I’ve mentioned my book group before – the ultimate cheap night in – before. We met up last week to discuss the wonderful Forgotten Waltz by Anne Enright, but the last book I chose for the book group was Bad Girls Go Everywhere, on the life of famed editor of Cosmopolitan magazine, Helen Gurley Brown, who died last month.
Whether Gurley’s Brown editorship of Cosmo helped advance or hinder women’s equality has long been debated. Did Cosmo articles like ’50 ways to please your man’ and front covers featuring models in bikinis do future generations of young women a disservice, or did Gurley Brown advance women’s equality by encouraging them to pursue their own careers and live independently? Both, I think. Whilst some of Gurley Brown’s philosophies, like making men pay for all the drinks all the time on principle, are hopelessly out of step today, she also introduced careers and money sections to Cosmo and did more than any other magazine in the sixties and seventies to encourage women to take control of their own finances.
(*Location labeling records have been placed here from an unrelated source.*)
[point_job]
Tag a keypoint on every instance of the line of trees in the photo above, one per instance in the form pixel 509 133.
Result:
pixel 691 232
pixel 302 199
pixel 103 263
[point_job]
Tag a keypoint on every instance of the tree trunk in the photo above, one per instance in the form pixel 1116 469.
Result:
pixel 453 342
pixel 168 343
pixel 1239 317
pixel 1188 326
‘Saving Money is Sexy’ she declared, a very different, far bolder, message than that given out by the other womens magazines that were publishing when Gurley assumed Cosmo editorship in the early sixties. When these other mags bothered to write about money at all it was to advise on how to make the most of the housekeeping allowance or cook budget-savvy family meals. Gurley, on the other hand, encouraged women to have careers, save for flash cars if they wanted them and find ways to live in city apartments on their own or with girlfriends if they chose.
Basically, she encouraged young, single women to get smart about money, then to have fun spending it as they chose: a radical message at a time when snagging a husband was still seen as the chief way to a financially comfortable lifestyle.
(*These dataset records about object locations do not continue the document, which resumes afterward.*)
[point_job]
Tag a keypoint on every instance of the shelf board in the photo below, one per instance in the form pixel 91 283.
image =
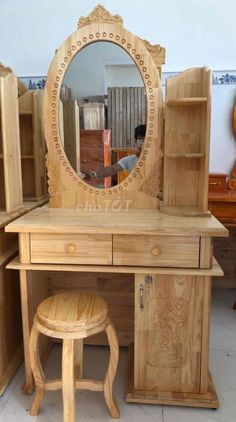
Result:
pixel 26 113
pixel 187 155
pixel 191 101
Gurley Brown advocated that single women build savings and build a portfolio of shares, however small, and three decades before Sex and the City she created the image of single urban women building careers and enjoying financial independence without husbands.
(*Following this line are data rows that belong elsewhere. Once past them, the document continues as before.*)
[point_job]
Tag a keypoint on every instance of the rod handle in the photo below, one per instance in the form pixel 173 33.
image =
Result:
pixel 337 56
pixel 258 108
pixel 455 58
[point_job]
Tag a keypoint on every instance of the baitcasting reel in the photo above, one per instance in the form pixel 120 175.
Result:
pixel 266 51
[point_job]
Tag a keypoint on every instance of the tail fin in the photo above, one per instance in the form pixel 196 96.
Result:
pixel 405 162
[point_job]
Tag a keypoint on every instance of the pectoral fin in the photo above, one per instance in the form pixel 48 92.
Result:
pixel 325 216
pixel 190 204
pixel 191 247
One of her proudest moments, she said, happened way before she became editor of Cosmo when, as an advertising copy writer, she bought a Mercedes for $5,000 cash, having saved hard and haggled hard too. Though she built up great wealth through a successful career and book sales, Gurley Brown was a skint girl at heart, one who, till the end of her days, took a homemade tuna salad to the office every day for lunch and admonished the younger women at Cosmo for wasting money on shop-bought sandwiches. RIP Helen Gurley Brown, who inspired millions of women to be that little bit less skint in the city.